DANIEL TEIXEIRA/ESTADAO
DANIEL TEIXEIRA/ESTADAO

Depois de reclamações, prefeitura adia prazo de inscrições para Lei Aldir Blanc

Com as dificuldades apontadas pelo setor para conseguir cumprir o prazo considerado curto e preencher os formulários, secretário de Cultura Hugo Possolo anuncia, em entrevista ao 'Estado', prorrogação das datas para o uso da Lei Emergencial

Julio Maria, O Estado de S.Paulo

07 de outubro de 2020 | 16h36

A Secretaria de Cultura do Município de São Paulo decidiu prorrogar o prazo de inscrições para as pessoas que precisam usufruir dos benefícios de ajuda ao setor cultural via Lei Aldir Blanc. O credenciamento para os editais de premiação voltados para coletivos, profissionais técnicos, artistas e produtores que movimentam o setor cultural ( inciso III da lei emergencial), que antes terminaria na sexta, foi prorrogado para terminar no próximo dia 13. E as pessoas que tentarem contar com o benefício estatal para subsidiar espaços e territórios culturais  interrompidos pela pandemia (referentes ao inciso II) terão até o dia 16 para fazerem suas inscrições.

A Secretaria está cadastrando, via plataforma SP Cultura, espaços culturais, artísticos, coletivos, organizações culturais comunitárias e cooperativas que tiveram suas atividades paralisadas desde o dia 30 de setembro. O subsídio para a manutenção de territórios culturais têm uma premiação que varia entre R$ 3 mil e R$ 10 mil.  Já os editais de premiação do inciso III, são destinados ao fomento da classe artística, contam com vários módulos e valores respectivos que chegam a até R$ 150 mil.

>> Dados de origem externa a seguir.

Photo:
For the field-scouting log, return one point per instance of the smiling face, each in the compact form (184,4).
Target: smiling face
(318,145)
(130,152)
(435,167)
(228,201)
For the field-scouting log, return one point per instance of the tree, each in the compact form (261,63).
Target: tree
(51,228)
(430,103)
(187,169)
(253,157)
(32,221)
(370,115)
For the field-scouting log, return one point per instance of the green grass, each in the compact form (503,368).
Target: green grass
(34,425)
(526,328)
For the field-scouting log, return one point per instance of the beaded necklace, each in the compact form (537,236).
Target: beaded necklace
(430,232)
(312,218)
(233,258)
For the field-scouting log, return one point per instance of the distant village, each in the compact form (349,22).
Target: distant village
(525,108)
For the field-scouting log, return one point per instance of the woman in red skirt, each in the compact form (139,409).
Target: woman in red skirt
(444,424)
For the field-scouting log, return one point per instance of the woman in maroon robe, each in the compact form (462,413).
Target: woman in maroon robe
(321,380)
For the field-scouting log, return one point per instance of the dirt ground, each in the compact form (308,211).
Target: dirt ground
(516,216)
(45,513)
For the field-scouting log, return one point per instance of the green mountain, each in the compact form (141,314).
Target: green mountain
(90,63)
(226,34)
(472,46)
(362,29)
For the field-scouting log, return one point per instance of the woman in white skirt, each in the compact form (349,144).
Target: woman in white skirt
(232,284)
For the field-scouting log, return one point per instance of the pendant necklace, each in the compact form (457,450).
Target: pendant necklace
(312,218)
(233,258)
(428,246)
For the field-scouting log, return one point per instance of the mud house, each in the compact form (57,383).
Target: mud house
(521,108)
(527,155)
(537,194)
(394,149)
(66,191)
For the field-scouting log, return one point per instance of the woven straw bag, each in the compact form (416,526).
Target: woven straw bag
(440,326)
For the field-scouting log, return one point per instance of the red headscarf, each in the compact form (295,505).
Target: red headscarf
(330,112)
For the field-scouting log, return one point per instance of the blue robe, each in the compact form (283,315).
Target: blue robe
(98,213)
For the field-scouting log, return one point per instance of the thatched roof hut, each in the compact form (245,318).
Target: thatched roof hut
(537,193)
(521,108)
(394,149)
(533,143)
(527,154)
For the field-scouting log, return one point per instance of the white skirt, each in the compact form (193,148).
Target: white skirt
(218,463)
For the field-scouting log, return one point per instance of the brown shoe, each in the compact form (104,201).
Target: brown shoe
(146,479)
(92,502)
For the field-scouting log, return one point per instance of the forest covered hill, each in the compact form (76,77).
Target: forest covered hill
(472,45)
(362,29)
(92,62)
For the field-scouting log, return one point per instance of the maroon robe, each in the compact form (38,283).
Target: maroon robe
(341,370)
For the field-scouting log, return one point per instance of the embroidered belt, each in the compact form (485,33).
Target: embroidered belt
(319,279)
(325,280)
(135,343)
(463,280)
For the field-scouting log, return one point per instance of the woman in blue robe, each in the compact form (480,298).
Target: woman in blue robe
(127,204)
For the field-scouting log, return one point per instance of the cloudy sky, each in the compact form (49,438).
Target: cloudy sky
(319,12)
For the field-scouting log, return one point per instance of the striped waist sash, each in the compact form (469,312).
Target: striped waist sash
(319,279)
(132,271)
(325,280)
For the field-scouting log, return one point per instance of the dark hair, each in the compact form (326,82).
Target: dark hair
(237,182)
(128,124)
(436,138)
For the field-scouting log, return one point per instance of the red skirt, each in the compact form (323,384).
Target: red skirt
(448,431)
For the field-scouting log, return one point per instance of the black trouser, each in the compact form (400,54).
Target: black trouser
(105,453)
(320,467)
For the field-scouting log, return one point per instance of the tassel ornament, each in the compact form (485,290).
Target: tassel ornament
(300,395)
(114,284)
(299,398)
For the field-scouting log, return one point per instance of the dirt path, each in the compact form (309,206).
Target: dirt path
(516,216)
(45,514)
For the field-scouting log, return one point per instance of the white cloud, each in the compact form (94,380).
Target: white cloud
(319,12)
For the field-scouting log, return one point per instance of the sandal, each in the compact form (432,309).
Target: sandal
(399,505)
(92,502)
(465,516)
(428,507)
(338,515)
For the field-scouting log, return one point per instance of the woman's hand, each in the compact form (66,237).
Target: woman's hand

O secretário de Cultura, Hugo Possolo, concorda com reclamações do setor cultural que apontam o tempo curto para a inscrição original. Ele disse que o processo, uma Lei Federal, "levou um mês e meio parado em Brasília" até que o presidente Jair Bolsonaro soltasse a regulamentação, "que também saiu cheia de buracracias". “Ainda assim, a prefeitura de São Paulo criou um grupo de trabalho para tentar fazer tudo andar rápido.” Por lei, o prazo para a execução de todo o projeto é de 60 dias.

Com relação às dificuldades para se concluir as inscrições, uma outra reclamação de parte da classe artística, Possolo diz que há ferramentas para ajuda. “Temos o telefone 156 e um vídeo feito para orientar a navegação. Não se trata de um processo burocrático.” Se há riscos de o município devolver um dinheiro ao Governo Federal por não conseguir usá-lo por baixo número de inscritos? Ele diz que, pelo monitoramento que esta sendo feito, tudo leva a crer que os quadros serão atendidos dentro da verba disponível. “Vamos torcer para conseguir (fazer a distribuição). Sei bem como é precisar de dinheiro para viver de arte.”